In addition, the movement of all the agents leads to dynamic changes in the interactions. The node set

V_{t}

and the edge set

E_{t}

, as well as the parameters of the interaction function, change accordingly. To capture the temporal characteristic of nodes and edges, we use a temporal encoder to integrate the correlation of the time series graph

G_{t}

. The graphs of neighboring time steps are connected by the time encoder, thus realizing the long-term decision-making of the robot.

3.3. Network Architecture

In this section, we describe how to model the robot’s crowd navigation as a risk-aware interaction graph, and the overall structure is shown in Figure 2. The network can be divided into three parts, including spatial encoder, temporal encoder, and policy learning. First, the environment state

s^{t} = [r_{0}^{t}, h_{1}^{t}, \dots, h_{n}^{t}]
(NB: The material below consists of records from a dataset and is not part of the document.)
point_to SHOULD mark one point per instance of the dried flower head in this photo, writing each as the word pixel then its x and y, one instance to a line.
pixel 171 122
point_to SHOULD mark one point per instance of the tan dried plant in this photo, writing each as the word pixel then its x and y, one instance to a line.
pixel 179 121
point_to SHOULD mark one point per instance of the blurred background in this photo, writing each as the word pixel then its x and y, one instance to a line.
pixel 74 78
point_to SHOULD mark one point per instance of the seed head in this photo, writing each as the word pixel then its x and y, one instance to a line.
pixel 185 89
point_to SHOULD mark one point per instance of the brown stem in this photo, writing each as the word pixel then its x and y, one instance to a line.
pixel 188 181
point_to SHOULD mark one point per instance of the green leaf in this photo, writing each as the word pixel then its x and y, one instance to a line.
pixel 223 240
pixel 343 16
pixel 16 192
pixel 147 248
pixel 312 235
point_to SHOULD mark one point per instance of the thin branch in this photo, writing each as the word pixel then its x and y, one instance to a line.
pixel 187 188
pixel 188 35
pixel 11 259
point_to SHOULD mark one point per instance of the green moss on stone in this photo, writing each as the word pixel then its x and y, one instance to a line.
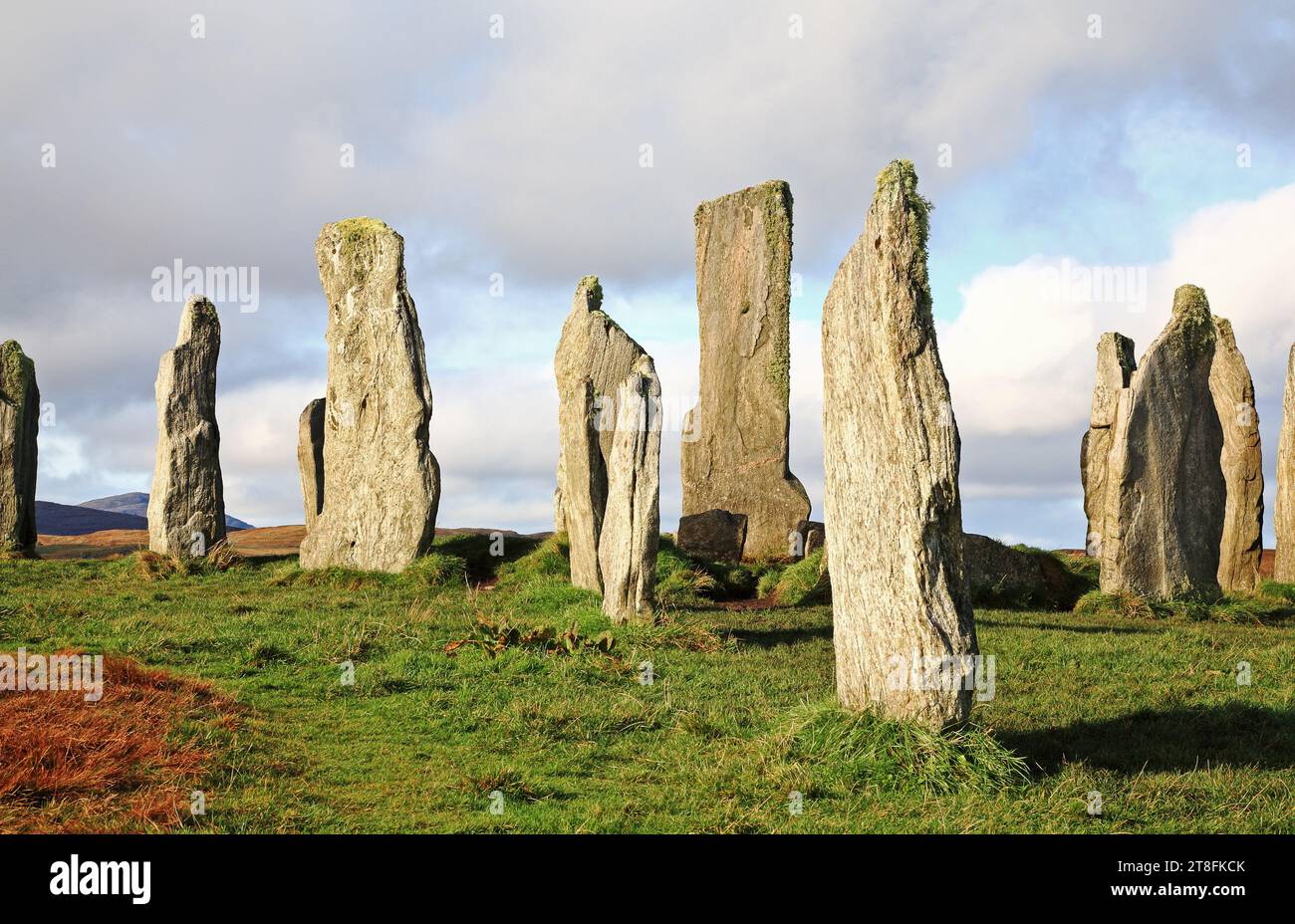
pixel 903 175
pixel 17 371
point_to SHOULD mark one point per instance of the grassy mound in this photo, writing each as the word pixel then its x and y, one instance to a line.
pixel 842 752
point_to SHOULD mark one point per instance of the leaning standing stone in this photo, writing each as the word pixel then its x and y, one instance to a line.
pixel 738 460
pixel 1242 463
pixel 631 526
pixel 1115 365
pixel 186 501
pixel 595 356
pixel 1283 518
pixel 20 419
pixel 383 484
pixel 1166 492
pixel 894 519
pixel 310 458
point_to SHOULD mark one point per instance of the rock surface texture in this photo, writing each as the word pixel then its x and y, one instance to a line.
pixel 1242 463
pixel 892 453
pixel 186 502
pixel 310 458
pixel 736 456
pixel 383 482
pixel 1115 366
pixel 631 523
pixel 1283 515
pixel 594 359
pixel 1166 493
pixel 713 535
pixel 20 419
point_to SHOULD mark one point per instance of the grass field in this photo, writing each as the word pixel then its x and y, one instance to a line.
pixel 535 702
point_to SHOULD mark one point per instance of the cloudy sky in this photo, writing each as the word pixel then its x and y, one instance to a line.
pixel 1145 141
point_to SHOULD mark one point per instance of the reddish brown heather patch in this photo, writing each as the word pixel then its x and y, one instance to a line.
pixel 116 765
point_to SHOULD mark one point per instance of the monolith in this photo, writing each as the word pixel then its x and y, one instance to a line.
pixel 903 631
pixel 631 523
pixel 20 419
pixel 1242 463
pixel 594 358
pixel 1115 365
pixel 1283 515
pixel 734 452
pixel 310 458
pixel 186 502
pixel 381 480
pixel 1166 493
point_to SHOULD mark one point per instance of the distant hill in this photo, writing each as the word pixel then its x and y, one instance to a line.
pixel 136 504
pixel 64 519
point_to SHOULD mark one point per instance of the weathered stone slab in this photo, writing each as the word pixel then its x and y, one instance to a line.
pixel 892 454
pixel 1283 514
pixel 631 525
pixel 712 535
pixel 383 483
pixel 1115 366
pixel 20 422
pixel 807 539
pixel 1242 463
pixel 186 502
pixel 310 458
pixel 595 357
pixel 738 457
pixel 1166 493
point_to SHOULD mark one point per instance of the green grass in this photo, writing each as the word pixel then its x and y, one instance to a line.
pixel 1143 707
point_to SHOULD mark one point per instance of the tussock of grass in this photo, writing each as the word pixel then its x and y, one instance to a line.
pixel 845 752
pixel 802 583
pixel 436 570
pixel 686 581
pixel 1269 603
pixel 113 765
pixel 155 567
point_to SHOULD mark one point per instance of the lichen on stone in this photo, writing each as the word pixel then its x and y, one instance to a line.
pixel 903 175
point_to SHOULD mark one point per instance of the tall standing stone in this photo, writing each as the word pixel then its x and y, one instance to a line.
pixel 1283 515
pixel 734 453
pixel 631 525
pixel 1115 366
pixel 20 419
pixel 1166 492
pixel 383 484
pixel 310 458
pixel 186 501
pixel 892 452
pixel 1242 463
pixel 594 358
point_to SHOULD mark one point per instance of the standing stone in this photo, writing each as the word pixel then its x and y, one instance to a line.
pixel 892 453
pixel 595 356
pixel 713 535
pixel 1166 492
pixel 736 458
pixel 186 502
pixel 631 525
pixel 1115 365
pixel 310 458
pixel 1283 517
pixel 383 484
pixel 1242 463
pixel 20 419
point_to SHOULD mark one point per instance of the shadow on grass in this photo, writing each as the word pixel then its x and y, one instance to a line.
pixel 772 638
pixel 1083 629
pixel 1174 741
pixel 475 552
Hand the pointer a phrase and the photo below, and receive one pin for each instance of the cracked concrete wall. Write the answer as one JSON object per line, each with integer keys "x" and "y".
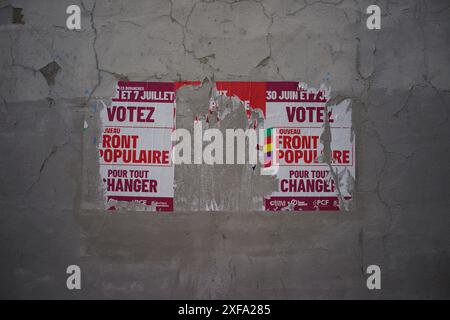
{"x": 397, "y": 78}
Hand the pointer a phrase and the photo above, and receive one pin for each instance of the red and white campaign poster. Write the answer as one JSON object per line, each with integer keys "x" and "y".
{"x": 296, "y": 117}
{"x": 135, "y": 147}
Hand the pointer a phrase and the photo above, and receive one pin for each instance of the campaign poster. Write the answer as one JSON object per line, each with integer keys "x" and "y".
{"x": 296, "y": 123}
{"x": 135, "y": 147}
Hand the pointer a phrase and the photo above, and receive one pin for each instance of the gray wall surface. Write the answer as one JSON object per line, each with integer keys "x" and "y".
{"x": 398, "y": 79}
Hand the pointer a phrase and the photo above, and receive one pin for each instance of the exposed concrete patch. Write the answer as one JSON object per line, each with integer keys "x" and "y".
{"x": 50, "y": 71}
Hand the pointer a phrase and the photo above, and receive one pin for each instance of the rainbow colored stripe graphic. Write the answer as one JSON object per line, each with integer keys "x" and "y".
{"x": 268, "y": 147}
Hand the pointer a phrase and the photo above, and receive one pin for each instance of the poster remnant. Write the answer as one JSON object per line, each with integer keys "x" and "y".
{"x": 313, "y": 173}
{"x": 135, "y": 146}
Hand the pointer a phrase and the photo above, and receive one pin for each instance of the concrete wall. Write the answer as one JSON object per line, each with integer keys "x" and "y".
{"x": 398, "y": 79}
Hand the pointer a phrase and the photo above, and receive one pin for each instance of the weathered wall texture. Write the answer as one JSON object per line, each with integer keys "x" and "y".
{"x": 398, "y": 79}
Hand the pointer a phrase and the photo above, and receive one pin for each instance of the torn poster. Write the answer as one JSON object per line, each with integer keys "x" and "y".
{"x": 135, "y": 147}
{"x": 296, "y": 149}
{"x": 312, "y": 157}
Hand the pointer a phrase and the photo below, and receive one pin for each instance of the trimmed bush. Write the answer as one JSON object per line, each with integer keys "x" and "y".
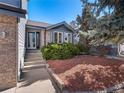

is taken as the input of the network, which includes the robot as well as the states of all the observed pedestrians in the vision of the robot. Then, learning-based features and collision risk-aware-based features are constructed to encode the interaction features of the crowd. After that, the two features are fused based on the adaptive weights. Then, the temporal correlation of the encoded features is captured by GRU. Finally, the value network and the policy network are designed as the action planner to obtain the value

V_{t}

and the policy

π (a_{t} | s_{t})

of the robot.

3.3.1. Spatial Feature Encoder

(a) Risk-aware strategy-based feature extraction.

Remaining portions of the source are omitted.